LONDON (Reuters) - Growing up in Germany, Mark Schneider was pushed to become fluent in English by his father, who believed it would give him an edge.
Now as Nestle's NESN.S relatively new chief executive, the 52-year-old's abilities are being put to the test by an activist U.S. investor pressing him to act faster and more forcefully to raise the Swiss company's profit.
Billionaire hedge fund manager Daniel Loeb’s Third Point is urging steps it says can boost margins and double earnings per share at the world’s biggest food company by 2022.
Years spent in the United States landed Schneider dual German-U.S. citizenship and a Harvard MBA. Combined with a PhD from the Swiss university of St. Gallen and 13 years as CEO of a German firm, he has the experience to balance the measured European shareholder approach and American-style activism, analysts say.
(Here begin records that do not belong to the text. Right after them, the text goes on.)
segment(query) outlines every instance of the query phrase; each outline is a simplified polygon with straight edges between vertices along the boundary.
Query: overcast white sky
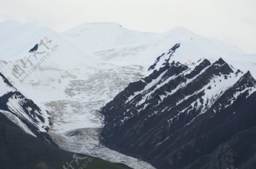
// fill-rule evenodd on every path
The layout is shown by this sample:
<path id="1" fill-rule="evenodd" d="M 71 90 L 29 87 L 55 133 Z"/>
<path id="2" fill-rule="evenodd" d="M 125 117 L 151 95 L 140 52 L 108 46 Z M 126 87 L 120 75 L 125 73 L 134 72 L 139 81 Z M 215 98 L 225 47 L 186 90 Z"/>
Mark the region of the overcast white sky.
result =
<path id="1" fill-rule="evenodd" d="M 9 19 L 58 32 L 85 22 L 156 32 L 182 26 L 256 53 L 256 0 L 0 0 L 0 22 Z"/>

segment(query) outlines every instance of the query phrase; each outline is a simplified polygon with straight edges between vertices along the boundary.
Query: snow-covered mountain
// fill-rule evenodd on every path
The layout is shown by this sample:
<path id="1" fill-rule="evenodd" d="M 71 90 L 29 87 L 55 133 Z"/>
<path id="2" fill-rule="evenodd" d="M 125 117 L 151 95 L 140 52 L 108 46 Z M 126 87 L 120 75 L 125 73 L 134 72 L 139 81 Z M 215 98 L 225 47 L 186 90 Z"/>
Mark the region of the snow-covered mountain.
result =
<path id="1" fill-rule="evenodd" d="M 0 112 L 26 133 L 55 145 L 47 134 L 50 116 L 34 102 L 23 95 L 0 73 Z"/>
<path id="2" fill-rule="evenodd" d="M 0 71 L 24 97 L 48 111 L 52 122 L 48 134 L 60 147 L 122 162 L 134 168 L 154 167 L 110 150 L 98 140 L 100 129 L 105 125 L 100 109 L 115 96 L 120 96 L 118 93 L 127 91 L 126 95 L 130 96 L 129 99 L 123 98 L 127 107 L 133 105 L 134 99 L 138 102 L 131 111 L 143 111 L 156 103 L 164 105 L 169 95 L 188 87 L 188 84 L 202 76 L 200 73 L 217 66 L 220 62 L 220 67 L 206 78 L 210 81 L 200 84 L 201 90 L 195 89 L 201 94 L 208 92 L 201 96 L 203 107 L 198 105 L 200 99 L 194 103 L 199 110 L 191 119 L 197 117 L 196 115 L 200 116 L 199 109 L 207 114 L 219 96 L 245 75 L 250 77 L 246 73 L 248 70 L 256 77 L 256 55 L 246 54 L 235 47 L 180 27 L 155 33 L 129 30 L 115 23 L 86 23 L 59 33 L 34 23 L 8 21 L 0 23 Z M 31 49 L 35 51 L 29 52 Z M 228 73 L 221 71 L 222 66 L 229 67 L 226 67 Z M 151 79 L 154 80 L 150 82 Z M 133 82 L 137 82 L 129 84 Z M 152 105 L 144 104 L 147 99 L 158 98 L 154 95 L 166 90 L 170 82 L 174 86 L 167 89 L 172 91 L 176 87 L 173 93 L 160 92 L 160 100 L 154 99 L 157 102 Z M 205 87 L 210 88 L 206 84 L 209 83 L 212 83 L 211 89 L 207 90 Z M 243 94 L 248 92 L 240 91 Z M 135 99 L 137 95 L 143 98 Z M 189 100 L 187 96 L 180 94 L 176 99 Z M 207 101 L 210 98 L 210 102 Z M 105 110 L 108 111 L 108 108 L 107 105 Z M 107 113 L 103 113 L 105 116 Z M 125 125 L 126 120 L 129 121 L 126 115 L 115 120 L 123 121 Z M 110 116 L 106 116 L 105 120 L 113 120 Z M 106 136 L 109 132 L 103 135 Z"/>
<path id="3" fill-rule="evenodd" d="M 242 154 L 253 143 L 240 145 L 233 137 L 249 141 L 248 130 L 256 127 L 256 81 L 222 58 L 176 62 L 173 56 L 181 46 L 158 57 L 148 69 L 151 74 L 130 83 L 102 108 L 102 142 L 143 157 L 157 168 L 255 166 L 249 159 L 254 153 L 247 159 Z"/>

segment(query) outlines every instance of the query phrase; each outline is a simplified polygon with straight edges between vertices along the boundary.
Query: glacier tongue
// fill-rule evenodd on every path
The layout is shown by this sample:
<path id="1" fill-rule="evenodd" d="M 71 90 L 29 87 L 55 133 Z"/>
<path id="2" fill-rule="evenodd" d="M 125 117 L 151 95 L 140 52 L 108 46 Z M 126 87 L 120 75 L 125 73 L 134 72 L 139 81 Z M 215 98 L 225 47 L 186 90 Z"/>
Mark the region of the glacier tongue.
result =
<path id="1" fill-rule="evenodd" d="M 112 150 L 100 144 L 104 126 L 100 108 L 131 81 L 141 77 L 141 66 L 110 66 L 86 79 L 69 81 L 67 99 L 46 102 L 53 123 L 48 133 L 63 149 L 122 163 L 133 168 L 155 168 L 149 163 Z"/>

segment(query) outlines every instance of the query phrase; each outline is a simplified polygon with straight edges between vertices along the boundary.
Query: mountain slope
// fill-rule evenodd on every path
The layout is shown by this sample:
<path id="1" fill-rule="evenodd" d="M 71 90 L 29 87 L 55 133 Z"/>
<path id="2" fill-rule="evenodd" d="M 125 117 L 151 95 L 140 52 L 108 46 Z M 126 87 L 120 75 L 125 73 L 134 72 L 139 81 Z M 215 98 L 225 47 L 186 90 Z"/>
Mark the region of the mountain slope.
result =
<path id="1" fill-rule="evenodd" d="M 0 86 L 0 112 L 27 133 L 55 145 L 47 134 L 51 125 L 48 112 L 24 96 L 1 73 Z"/>
<path id="2" fill-rule="evenodd" d="M 253 147 L 249 138 L 256 125 L 256 81 L 221 58 L 187 66 L 172 61 L 180 46 L 158 57 L 150 75 L 129 84 L 102 109 L 102 142 L 142 157 L 157 168 L 253 165 L 255 162 L 240 152 Z M 244 147 L 238 143 L 243 141 L 250 143 Z M 232 155 L 216 162 L 216 154 L 228 153 L 216 150 L 226 142 L 235 149 Z M 253 158 L 254 153 L 246 155 Z"/>
<path id="3" fill-rule="evenodd" d="M 63 166 L 68 168 L 67 163 L 77 168 L 84 167 L 84 164 L 86 168 L 131 168 L 82 154 L 74 156 L 26 133 L 1 113 L 0 141 L 1 168 L 65 168 Z"/>

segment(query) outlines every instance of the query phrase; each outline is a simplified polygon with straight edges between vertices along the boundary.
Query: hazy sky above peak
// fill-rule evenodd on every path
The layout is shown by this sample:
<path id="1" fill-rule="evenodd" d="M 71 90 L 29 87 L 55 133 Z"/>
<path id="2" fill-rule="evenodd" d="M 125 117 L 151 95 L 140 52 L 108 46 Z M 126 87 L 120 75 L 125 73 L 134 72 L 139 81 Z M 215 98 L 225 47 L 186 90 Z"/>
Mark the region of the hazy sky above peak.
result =
<path id="1" fill-rule="evenodd" d="M 85 22 L 155 32 L 181 26 L 256 53 L 255 0 L 0 0 L 0 22 L 10 19 L 58 32 Z"/>

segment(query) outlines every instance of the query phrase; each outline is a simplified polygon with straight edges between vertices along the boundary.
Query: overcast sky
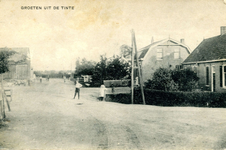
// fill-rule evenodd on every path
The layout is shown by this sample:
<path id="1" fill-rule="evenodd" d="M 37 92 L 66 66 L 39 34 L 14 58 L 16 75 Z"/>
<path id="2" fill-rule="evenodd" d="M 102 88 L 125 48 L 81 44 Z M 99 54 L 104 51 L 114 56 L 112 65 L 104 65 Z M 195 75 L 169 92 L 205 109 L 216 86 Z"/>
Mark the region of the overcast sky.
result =
<path id="1" fill-rule="evenodd" d="M 29 47 L 34 70 L 74 69 L 77 57 L 118 54 L 131 45 L 131 29 L 138 49 L 152 37 L 170 37 L 194 50 L 220 26 L 226 26 L 223 0 L 0 0 L 0 47 Z"/>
“Schneider can hopefully bring both of those things to his role,” Kepler Cheuvreux analyst Jon Cox said, adding that if he fails to deliver on his strategy, the maker of Gerber baby food and Nescafe could face calls for a break-up.
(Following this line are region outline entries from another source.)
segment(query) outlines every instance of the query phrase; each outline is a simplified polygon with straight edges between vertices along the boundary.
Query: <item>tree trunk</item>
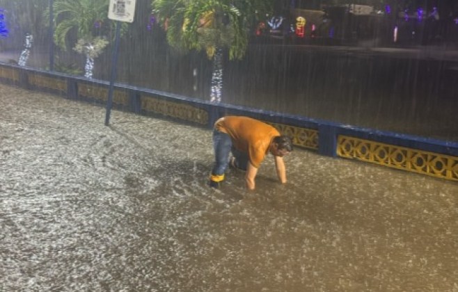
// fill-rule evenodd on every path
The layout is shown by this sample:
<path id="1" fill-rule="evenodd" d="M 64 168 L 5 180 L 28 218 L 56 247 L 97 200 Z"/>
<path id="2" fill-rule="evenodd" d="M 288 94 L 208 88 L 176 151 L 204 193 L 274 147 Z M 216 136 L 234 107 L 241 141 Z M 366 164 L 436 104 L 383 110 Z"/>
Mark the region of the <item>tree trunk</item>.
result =
<path id="1" fill-rule="evenodd" d="M 210 102 L 219 103 L 223 90 L 223 50 L 216 48 L 213 56 L 213 72 L 212 74 L 212 90 Z"/>

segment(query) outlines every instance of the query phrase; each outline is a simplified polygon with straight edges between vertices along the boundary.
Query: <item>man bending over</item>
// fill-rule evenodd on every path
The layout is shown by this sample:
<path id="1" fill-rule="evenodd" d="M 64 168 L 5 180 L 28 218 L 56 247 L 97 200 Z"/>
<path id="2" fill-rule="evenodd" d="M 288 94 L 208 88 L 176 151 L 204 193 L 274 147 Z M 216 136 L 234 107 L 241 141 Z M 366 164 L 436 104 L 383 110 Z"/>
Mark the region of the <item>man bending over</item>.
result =
<path id="1" fill-rule="evenodd" d="M 224 180 L 229 163 L 246 171 L 245 182 L 255 189 L 258 169 L 269 152 L 274 155 L 278 179 L 286 182 L 283 156 L 292 151 L 291 138 L 281 136 L 274 127 L 248 117 L 227 116 L 218 120 L 213 131 L 215 163 L 210 185 L 218 188 Z M 229 160 L 229 153 L 232 157 Z"/>

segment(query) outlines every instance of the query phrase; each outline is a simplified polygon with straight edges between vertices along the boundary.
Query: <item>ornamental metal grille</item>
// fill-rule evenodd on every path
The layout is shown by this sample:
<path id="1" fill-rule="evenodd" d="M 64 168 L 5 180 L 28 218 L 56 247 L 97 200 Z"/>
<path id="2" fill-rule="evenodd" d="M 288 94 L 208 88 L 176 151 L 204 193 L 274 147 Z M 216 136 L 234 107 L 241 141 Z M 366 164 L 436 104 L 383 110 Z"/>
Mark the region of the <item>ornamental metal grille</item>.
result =
<path id="1" fill-rule="evenodd" d="M 189 104 L 142 96 L 141 109 L 203 125 L 208 124 L 208 113 Z"/>
<path id="2" fill-rule="evenodd" d="M 313 129 L 302 128 L 283 124 L 264 122 L 272 125 L 282 135 L 291 137 L 294 145 L 305 148 L 318 149 L 318 131 Z"/>
<path id="3" fill-rule="evenodd" d="M 78 83 L 78 95 L 79 96 L 93 98 L 100 102 L 108 100 L 108 88 L 86 83 Z M 116 104 L 127 106 L 129 104 L 127 92 L 115 90 L 113 92 L 113 102 Z"/>
<path id="4" fill-rule="evenodd" d="M 6 67 L 0 67 L 0 78 L 19 82 L 19 70 Z"/>
<path id="5" fill-rule="evenodd" d="M 346 136 L 338 138 L 337 155 L 390 168 L 458 181 L 458 157 Z"/>
<path id="6" fill-rule="evenodd" d="M 53 89 L 61 92 L 67 92 L 67 81 L 45 76 L 30 74 L 28 76 L 29 84 L 42 88 Z"/>

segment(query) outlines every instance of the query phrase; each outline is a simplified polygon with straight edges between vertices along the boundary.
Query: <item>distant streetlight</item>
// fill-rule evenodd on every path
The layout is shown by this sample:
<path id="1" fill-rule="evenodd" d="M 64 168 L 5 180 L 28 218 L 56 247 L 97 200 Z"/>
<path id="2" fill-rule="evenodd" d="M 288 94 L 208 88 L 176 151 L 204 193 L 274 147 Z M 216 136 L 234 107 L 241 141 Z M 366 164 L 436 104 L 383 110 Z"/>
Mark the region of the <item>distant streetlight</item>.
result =
<path id="1" fill-rule="evenodd" d="M 54 70 L 54 0 L 49 0 L 49 71 Z"/>

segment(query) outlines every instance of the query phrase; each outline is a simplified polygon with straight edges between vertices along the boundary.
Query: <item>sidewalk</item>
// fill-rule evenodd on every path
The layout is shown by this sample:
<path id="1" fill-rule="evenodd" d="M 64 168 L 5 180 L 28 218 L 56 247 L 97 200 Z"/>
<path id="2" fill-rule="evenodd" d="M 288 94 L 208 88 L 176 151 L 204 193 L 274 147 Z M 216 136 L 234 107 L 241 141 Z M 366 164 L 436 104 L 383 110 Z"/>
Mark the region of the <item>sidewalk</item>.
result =
<path id="1" fill-rule="evenodd" d="M 0 84 L 0 291 L 458 290 L 458 184 L 295 149 L 206 185 L 211 131 Z"/>

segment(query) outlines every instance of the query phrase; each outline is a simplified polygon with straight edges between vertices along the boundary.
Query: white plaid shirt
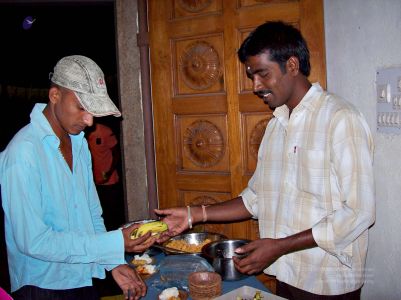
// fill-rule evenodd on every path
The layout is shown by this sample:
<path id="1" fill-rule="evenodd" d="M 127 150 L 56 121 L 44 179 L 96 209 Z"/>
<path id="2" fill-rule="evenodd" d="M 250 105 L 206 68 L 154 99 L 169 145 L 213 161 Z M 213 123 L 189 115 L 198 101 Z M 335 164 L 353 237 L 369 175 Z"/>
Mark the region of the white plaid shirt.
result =
<path id="1" fill-rule="evenodd" d="M 369 127 L 351 104 L 318 84 L 291 118 L 285 105 L 274 116 L 241 196 L 258 218 L 261 238 L 312 228 L 318 247 L 284 255 L 265 272 L 315 294 L 354 291 L 364 282 L 375 219 Z"/>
Third Point sent a letter to the board and published a 34-page presentation on recommendations for Nestle this week but has not given a deadline for the changes, which include selling its L'Oreal OREP.PA stake and reorganizing into three business units.
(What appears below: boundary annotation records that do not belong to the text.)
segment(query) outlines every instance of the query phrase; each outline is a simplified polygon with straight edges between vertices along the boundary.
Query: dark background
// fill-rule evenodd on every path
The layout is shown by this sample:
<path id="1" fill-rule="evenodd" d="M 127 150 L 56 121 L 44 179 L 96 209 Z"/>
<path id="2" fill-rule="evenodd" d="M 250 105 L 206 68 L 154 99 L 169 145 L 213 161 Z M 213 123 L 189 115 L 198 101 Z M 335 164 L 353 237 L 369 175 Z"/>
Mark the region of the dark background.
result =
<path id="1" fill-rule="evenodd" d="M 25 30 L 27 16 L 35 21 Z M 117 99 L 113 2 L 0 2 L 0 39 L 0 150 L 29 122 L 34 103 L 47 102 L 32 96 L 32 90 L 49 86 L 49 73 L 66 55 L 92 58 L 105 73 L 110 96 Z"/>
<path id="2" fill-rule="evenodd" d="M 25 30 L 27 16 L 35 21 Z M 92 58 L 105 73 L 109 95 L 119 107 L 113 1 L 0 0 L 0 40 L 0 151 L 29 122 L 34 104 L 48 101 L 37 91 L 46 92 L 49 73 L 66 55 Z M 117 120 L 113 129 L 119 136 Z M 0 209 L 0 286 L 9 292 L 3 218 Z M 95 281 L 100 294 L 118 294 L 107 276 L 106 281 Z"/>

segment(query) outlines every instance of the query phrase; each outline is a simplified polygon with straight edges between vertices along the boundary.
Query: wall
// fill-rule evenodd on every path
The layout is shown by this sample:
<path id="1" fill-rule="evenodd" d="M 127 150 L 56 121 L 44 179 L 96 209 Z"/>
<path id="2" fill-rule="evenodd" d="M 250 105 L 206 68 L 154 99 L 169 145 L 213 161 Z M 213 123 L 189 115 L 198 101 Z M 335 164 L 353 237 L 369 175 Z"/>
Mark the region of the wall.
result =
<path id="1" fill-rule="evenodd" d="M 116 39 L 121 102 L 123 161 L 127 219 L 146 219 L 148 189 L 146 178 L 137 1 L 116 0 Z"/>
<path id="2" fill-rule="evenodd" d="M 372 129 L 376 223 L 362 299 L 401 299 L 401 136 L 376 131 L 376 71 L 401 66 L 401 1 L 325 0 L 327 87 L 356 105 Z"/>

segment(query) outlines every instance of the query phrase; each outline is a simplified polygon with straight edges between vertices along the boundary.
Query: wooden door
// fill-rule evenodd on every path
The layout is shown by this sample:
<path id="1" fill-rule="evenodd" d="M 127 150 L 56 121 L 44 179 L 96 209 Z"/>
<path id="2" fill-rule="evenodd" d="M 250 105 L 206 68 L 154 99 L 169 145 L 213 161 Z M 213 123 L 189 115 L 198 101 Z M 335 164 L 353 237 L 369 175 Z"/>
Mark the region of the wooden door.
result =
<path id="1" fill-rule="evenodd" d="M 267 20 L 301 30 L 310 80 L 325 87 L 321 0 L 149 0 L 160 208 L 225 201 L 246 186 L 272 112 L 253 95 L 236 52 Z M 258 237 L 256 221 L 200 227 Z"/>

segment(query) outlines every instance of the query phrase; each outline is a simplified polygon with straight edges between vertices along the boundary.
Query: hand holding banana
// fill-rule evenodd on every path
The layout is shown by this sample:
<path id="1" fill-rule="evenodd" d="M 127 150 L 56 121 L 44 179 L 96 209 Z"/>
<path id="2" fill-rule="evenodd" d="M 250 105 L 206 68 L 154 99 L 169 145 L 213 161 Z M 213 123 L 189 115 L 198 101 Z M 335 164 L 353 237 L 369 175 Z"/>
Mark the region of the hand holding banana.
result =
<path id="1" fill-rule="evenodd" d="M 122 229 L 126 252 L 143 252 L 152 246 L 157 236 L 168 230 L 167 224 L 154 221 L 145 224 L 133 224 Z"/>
Sources familiar with the matter say the fund had several interactions with Nestle in the past year since becoming a top 10 shareholder. The next meeting, set for autumn, had already been scheduled prior to this week’s action, one source said.
As the first outsider to become Nestle CEO in almost a century, Schneider has impressed investors with his candid assessment of the company’s problems and lightened the mood at its Lake Geneva headquarters, often seen wearing open-necked shirts and eating in the staff cafeteria.
MARGIN IN FOCUS
Schneider's track record is strong. At the helm of German healthcare company Fresenius FREG.DE, he oversaw merger and acquisition (M&A) deals that brought a twelvefold increase in net income.
But industry-wide troubles like changing consumer habits, economic uncertainty and upstart rivals have taken their toll on Nestle, and analysts say its spotty M&A record, sprawling structure and occasional arrogance have not helped.
Some people think the external pressure from Third Point, which owns about 1 percent of Nestle’s shares, may actually help Schneider as he tries to shake up the Swiss company’s corporate culture, as well as improve sales and earnings growth.
“Every investor in Nestle wants them to get the margins up a bit faster,” said Ali Miremadi, a fund manager at GAM Investment Management, which owns nearly $73 million of Nestle shares, Reuters data shows.
“That’s also what the chief executive and the board want.”
Schneider has begun with frequent, incremental changes, while avoiding a big bang such as selling Nestle’s 23 percent stake in L’Oreal, which Third Point and others advocate.
In 18 months, he has made nine acquisitions and 11 divestitures, mostly very small, and has restructured parts of the business in a bid to boost profits. However, he is wary of inflicting the harsh cost cuts seen among some U.S. food groups in a trend that spread to Europe alongside Kraft-Heinz's KHC.O failed bid for Unilever ULVR.L last year.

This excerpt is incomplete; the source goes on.